Esse inciso constitucional e o artigo correspondente da Lei nº 10.079/1950 só são sacados do bolso do colete para decretar o impeachment de governante que conduzir o país a um estado de ingovernabilidade, como aconteceu com a ex Presidente Dilma Rousseff. Do contrário, teríamos um impeachment a cada dia.
Concluindo, o orçamento público que era para ser um instrumento de exercício da cidadania tornou-se um instrumento que cria um caos na gestão de dinheiro público, na contramão da Lei de Responsabilidade Fiscal que tutela a gestão pública responsável de recursos públicos.

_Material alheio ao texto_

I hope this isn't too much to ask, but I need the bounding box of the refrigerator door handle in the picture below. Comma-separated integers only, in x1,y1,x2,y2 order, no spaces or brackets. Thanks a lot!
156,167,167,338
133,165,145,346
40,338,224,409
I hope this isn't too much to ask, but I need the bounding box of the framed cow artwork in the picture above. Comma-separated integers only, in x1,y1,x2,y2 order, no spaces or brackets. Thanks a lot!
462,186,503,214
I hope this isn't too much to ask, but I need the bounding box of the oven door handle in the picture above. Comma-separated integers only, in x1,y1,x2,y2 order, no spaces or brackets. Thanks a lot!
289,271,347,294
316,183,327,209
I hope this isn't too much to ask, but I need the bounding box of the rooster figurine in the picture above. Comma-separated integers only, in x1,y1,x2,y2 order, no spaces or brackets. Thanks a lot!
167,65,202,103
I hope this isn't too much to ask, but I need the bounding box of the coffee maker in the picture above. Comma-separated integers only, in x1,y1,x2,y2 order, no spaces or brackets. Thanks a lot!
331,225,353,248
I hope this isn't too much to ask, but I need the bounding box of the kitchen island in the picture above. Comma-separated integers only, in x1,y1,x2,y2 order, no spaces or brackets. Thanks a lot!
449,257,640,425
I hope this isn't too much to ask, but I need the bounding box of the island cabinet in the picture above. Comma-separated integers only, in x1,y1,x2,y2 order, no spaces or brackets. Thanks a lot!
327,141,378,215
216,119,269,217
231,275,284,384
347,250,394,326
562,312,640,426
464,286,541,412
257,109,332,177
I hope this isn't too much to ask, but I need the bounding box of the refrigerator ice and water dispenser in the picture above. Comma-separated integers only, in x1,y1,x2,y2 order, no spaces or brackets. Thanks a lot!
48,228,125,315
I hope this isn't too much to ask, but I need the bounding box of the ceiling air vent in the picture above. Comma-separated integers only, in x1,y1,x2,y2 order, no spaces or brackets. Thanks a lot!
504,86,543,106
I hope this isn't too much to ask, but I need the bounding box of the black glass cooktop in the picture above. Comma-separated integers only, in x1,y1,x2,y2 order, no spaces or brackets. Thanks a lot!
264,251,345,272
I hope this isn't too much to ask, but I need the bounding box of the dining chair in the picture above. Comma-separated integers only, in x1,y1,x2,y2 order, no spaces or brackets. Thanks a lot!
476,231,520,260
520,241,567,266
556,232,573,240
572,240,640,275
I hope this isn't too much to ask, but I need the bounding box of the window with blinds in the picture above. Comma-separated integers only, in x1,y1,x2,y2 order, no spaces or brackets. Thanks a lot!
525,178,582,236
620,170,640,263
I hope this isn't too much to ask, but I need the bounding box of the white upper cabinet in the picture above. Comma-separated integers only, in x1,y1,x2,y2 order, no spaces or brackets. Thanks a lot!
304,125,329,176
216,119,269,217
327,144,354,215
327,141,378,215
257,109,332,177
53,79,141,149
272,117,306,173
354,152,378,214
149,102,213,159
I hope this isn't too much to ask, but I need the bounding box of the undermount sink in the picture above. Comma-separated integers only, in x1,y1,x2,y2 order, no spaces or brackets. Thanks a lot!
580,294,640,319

Não é por acaso que a sabedoria popular cunhou a expressão: “O brasileiro trabalha para pagar a folha e os juros da dívida pública”. Eu acrescentaria: nós somos objetos de direito com carimbo de CPF nas costas, para identificação do produtor de riquezas. Por falar nisso, doravante as pessoas são identificadas apenas pelo número de seu CPF substituindo a tradicional carteira de identidade. Sem o CPF você não existe.
Quanto mais se produz e aumenta a arrecadação, as despesas mais crescem. A velocidade dos gastos públicos acaba atropelando os aumentos tributários a cada 37 dias.
A única forma de conter os gastos é cortando a arrecadação, coisa difícil de acontecer porque o Congresso Nacional legisla de olho nas emendas parlamentares.
SP, 30-6-2025.
- Texto publicado no Migalhas, edição nº 6.131, de 1º-7-2025.